Choveu muito e, em seguida, abriu sol. Foi uma semana de mudança de trajeto – uma buzina insistente lhe obrigou a olhar para trás e perceber possível tentativa de assalto, depois, ali próximo, uma mulher ofereceu carona no guarda-chuva e contou que tinha medo de passar naquele tão conhecido lugar. Entendeu o recado e mudou de caminho.
Algumas quadras a mais e dezenas de zumbis pelas ruas. O termo certamente não é o mais apropriado, mas como descrever pessoas em trapos, com olhar e andares vagos? Bem, novos caminhos, novas vivências. Em frente a um hotel, fãs de algum artista estrangeiro aguardavam. O pedinte tinha um isqueiro. Percebeu que os homens fumando não falavam português, dirigiu-se às meninas que lhe disseram “você não é mais pobre”.
Lógico que o homem ainda era pobre, a adolescente referia-se ao esculacho do programa da Prefeitura: moradia + 3 refeições + R$15 por duas horas de capacitação. Receber R$ 7,50 a hora, sem precisar comparecer todo dia e, mesmo assim, ter comida e casa garantida, nem profissional especializado consegue – resta saber qual o raciocínio para pensar que a pessoa vai largar o vício e essa vida para ganhar menos e passar por mais privações.
Raciocínio simples: R$ 7,50 x 220 horas mensais = R$1650,00, remuneração que o INSS já considera intermediária, com desconto maior: o trabalhador celetista tem pelo menos 6% de desconto de VT e, nesta faixa, já desconta 9% de INSS, ou seja, só quem ganha R$1941,00 por mês tem o líquido de R$1650 – mas ainda assim tem que pagar por moradia e comida.
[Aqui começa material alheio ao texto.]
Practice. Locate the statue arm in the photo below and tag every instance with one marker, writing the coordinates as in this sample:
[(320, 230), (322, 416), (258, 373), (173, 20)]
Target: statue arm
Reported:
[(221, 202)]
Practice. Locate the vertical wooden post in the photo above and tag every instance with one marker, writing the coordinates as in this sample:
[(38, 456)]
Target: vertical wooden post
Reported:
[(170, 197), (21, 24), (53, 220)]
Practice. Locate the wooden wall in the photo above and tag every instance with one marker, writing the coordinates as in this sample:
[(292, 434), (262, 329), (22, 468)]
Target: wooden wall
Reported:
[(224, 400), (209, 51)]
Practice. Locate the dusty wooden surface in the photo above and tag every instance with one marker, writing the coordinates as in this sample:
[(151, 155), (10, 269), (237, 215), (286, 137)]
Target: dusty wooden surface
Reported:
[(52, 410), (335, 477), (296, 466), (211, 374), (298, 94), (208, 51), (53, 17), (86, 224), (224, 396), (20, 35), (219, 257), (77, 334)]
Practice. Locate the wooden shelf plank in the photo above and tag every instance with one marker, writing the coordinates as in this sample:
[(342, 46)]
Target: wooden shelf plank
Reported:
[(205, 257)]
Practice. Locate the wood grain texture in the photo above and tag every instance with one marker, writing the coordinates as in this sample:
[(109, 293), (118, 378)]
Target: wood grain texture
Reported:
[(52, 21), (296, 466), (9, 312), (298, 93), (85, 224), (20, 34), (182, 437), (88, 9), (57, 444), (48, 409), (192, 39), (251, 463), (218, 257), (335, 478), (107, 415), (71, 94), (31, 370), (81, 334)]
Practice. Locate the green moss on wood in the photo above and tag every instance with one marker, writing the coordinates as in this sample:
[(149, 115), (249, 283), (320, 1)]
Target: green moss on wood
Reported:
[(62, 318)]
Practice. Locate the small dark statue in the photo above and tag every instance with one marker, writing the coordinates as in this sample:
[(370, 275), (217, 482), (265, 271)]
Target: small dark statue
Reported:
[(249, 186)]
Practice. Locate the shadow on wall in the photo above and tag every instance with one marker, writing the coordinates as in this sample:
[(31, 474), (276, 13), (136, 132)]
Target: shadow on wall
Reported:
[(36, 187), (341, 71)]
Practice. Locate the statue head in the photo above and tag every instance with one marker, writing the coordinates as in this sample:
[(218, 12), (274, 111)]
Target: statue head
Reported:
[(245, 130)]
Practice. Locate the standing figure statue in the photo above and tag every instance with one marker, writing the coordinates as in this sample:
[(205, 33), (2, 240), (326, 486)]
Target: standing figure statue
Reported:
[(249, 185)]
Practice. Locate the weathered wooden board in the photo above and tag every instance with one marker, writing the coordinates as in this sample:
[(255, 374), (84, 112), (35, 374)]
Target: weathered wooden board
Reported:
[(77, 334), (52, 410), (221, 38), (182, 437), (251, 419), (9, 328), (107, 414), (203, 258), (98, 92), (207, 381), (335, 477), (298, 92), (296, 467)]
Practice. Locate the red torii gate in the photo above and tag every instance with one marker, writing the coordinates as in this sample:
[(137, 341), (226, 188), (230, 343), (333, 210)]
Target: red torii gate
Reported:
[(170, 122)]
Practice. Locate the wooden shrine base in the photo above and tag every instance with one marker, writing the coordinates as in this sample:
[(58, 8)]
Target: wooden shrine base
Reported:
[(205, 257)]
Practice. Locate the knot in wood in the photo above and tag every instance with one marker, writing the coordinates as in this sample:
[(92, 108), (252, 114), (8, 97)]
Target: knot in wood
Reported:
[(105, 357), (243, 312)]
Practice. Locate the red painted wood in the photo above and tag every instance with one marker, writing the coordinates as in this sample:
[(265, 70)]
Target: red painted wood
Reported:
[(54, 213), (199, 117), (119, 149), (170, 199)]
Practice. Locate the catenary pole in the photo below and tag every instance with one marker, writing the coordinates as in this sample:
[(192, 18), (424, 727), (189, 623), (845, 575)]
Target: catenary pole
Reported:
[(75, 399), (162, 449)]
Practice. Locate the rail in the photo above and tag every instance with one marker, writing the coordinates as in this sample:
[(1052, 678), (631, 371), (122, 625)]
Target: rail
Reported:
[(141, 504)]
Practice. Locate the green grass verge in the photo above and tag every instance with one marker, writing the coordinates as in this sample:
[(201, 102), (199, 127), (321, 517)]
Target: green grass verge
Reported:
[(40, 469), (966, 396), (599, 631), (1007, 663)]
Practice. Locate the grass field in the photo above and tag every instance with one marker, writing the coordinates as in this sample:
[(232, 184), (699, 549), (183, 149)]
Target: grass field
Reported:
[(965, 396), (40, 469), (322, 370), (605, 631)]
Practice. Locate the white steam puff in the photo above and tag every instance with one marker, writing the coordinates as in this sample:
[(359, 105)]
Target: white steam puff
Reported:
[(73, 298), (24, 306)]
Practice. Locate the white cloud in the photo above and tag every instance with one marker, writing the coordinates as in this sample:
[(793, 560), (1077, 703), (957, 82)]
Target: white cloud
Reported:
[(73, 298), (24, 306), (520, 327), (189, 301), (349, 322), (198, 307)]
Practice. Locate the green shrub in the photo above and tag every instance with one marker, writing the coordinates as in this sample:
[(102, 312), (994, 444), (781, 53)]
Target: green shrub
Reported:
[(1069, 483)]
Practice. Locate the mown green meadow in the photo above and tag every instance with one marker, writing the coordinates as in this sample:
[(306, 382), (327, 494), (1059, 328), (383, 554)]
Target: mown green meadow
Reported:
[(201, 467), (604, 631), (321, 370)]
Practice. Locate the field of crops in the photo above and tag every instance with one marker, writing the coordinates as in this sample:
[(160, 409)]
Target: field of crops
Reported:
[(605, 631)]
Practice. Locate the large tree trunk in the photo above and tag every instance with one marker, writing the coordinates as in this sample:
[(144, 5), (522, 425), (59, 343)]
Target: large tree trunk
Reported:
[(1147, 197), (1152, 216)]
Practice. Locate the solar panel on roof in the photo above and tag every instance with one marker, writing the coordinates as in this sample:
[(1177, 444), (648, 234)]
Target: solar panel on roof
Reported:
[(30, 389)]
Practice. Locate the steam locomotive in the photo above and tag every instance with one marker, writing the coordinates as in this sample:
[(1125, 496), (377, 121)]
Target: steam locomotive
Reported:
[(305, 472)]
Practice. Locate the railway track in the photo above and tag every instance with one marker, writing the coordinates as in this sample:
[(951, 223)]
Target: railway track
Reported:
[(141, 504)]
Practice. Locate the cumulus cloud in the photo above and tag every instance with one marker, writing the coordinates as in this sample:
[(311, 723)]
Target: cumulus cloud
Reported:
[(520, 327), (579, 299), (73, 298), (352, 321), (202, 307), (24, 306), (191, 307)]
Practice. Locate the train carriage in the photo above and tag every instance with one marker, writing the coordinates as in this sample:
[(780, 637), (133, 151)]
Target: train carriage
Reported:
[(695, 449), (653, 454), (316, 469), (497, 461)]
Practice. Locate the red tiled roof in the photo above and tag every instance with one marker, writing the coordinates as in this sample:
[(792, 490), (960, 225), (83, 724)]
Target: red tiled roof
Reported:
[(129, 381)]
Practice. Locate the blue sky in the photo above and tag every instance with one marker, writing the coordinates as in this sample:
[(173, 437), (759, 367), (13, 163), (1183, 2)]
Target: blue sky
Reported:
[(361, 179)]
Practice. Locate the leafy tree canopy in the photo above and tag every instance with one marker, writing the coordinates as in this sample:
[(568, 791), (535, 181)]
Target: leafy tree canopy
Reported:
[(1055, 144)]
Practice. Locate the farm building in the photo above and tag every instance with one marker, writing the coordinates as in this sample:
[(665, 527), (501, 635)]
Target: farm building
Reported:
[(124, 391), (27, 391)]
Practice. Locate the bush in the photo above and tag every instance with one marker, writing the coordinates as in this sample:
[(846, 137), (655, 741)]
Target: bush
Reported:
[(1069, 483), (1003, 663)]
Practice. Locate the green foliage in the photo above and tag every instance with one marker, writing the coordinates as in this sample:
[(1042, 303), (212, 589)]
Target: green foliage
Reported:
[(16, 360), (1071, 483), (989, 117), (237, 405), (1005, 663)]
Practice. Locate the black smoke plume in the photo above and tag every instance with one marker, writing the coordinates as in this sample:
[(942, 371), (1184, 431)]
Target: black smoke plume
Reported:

É esperar para ver se vai dar resultado, tomara que dê, para não ser mais dinheiro jogado fora, privilegiando quem “chuta o balde” em detrimento do que se sacrifica. Doença? Em alguns contextos, difícil saber o que é mais doentio, se permanecer ou fugir, só que nesses contextos não se mexe, nem nos mais simples que atingem a todos.
Banheiro público a cidade continua sem. Daria dignidade a todo mundo e melhoraria inclusive a mobilidade das pessoas – não dá para pensar que obrigatoriamente as pessoas não saberão usar, nem achar que os estabelecimentos comerciais precisam disponibilizá-los.
Falta de banho dificulta a socialização de qualquer vivente, se não estão ainda exigindo que os empregadores ofereçam chuveiro, para melhorar a convivência dentro do transporte público, nada mal se houvesse a sua oferta desvinculada do pseudo cárcere privado dos abrigos – mesmo que sendo pago a valor simbólico.
Afinal, o que faz uma pessoa sair cedo de casa, ficar em média 2 horas de pé num transporte lotado, trabalhar o dia todo, voltar à noite, quase não ver família, viver em ambiente violento e, mesmo assim, seguir as regras sociais? Há estudos de antropologia baseados em uma ideia totalmente contrária ao programa, em que se valoriza o conhecimento de pessoas que dão certo, apesar das adversidades, como forma de compreender seus valores para multiplicar o modelo - mas recebem menos financiamento e vendem menos jornal, devem dar menos voto também.